# La máscara dorada de Tutankamón, restaurada con 'superglue'



## Fogonazo (Ene 23, 2015)

​La obra maestra hallada por Howard Carter en la excavación de la tumba del faraón en el Valle de los Reyes es el último objeto dañado por la negligencia de las autoridades egipcias  

La preciada máscara de oro de Tutankamón, una obra maestra hallada por Howard Carter en la excavación de su tumba en el Valle de los Reyes, es el último objeto dañado por la negligencia de las autoridades egipcias.
Conservadores del Museo de Antigüedades egipcias de El Cairo han denunciado que una reciente restauración "amateur" empleó vulgar pegamento para unir la barba al rostro causando un severo daño a la figura.

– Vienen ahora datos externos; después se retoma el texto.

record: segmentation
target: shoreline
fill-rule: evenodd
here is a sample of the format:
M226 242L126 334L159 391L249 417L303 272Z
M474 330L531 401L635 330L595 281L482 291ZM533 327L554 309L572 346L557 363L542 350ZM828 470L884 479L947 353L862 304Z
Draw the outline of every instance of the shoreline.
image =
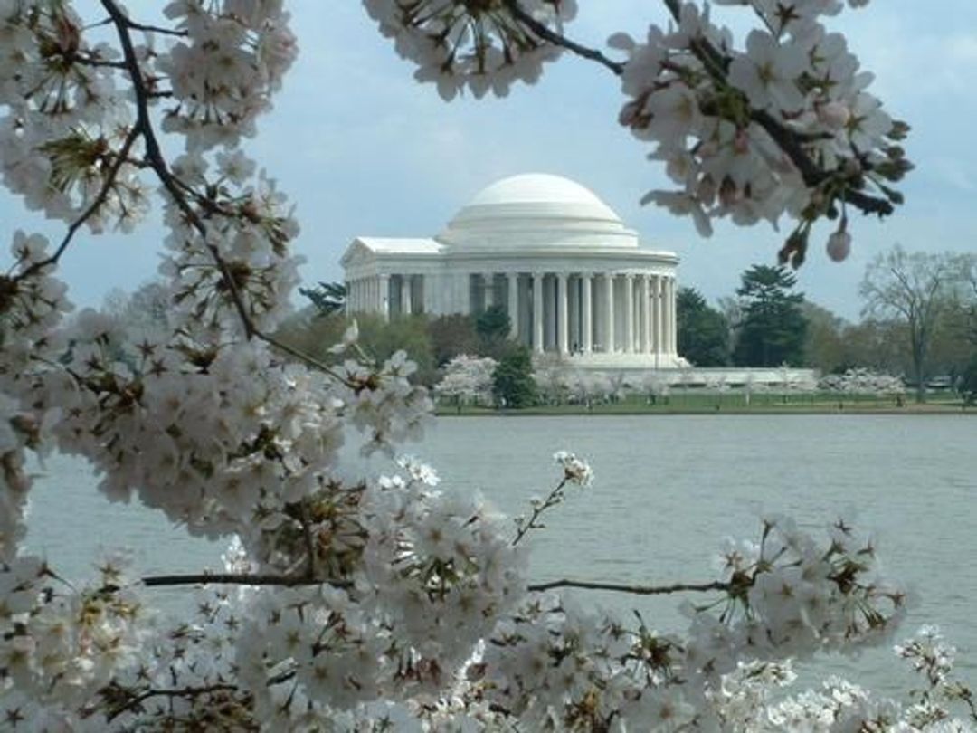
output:
M833 405L763 405L757 407L743 406L683 406L660 405L647 406L634 404L599 405L587 409L578 405L544 406L524 408L522 410L490 409L490 408L455 408L439 407L434 410L438 417L577 417L577 416L667 416L667 415L949 415L977 416L977 408L964 408L959 403L923 403L922 405L866 405L844 404L839 408Z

Empleados del museo, un caótico almacén con polvorientas vitrinas atestadas de objetos, han denunciado al periódico panárabe Al Arabi al Jadid que la figura -uno de los cientos de piezas que componen el tesoro del "faraón niño" (1550 y 1295 a. C.)- fue dañada accidentalmente el pasado año durante los trabajos de limpieza y renovación parcial del complejo, ubicado a unos metros de la céntrica plaza Tahrir de El Cairo. La barba trenzada, de oro y color azul, se separó del resto de la efigie con tocado real del monarca.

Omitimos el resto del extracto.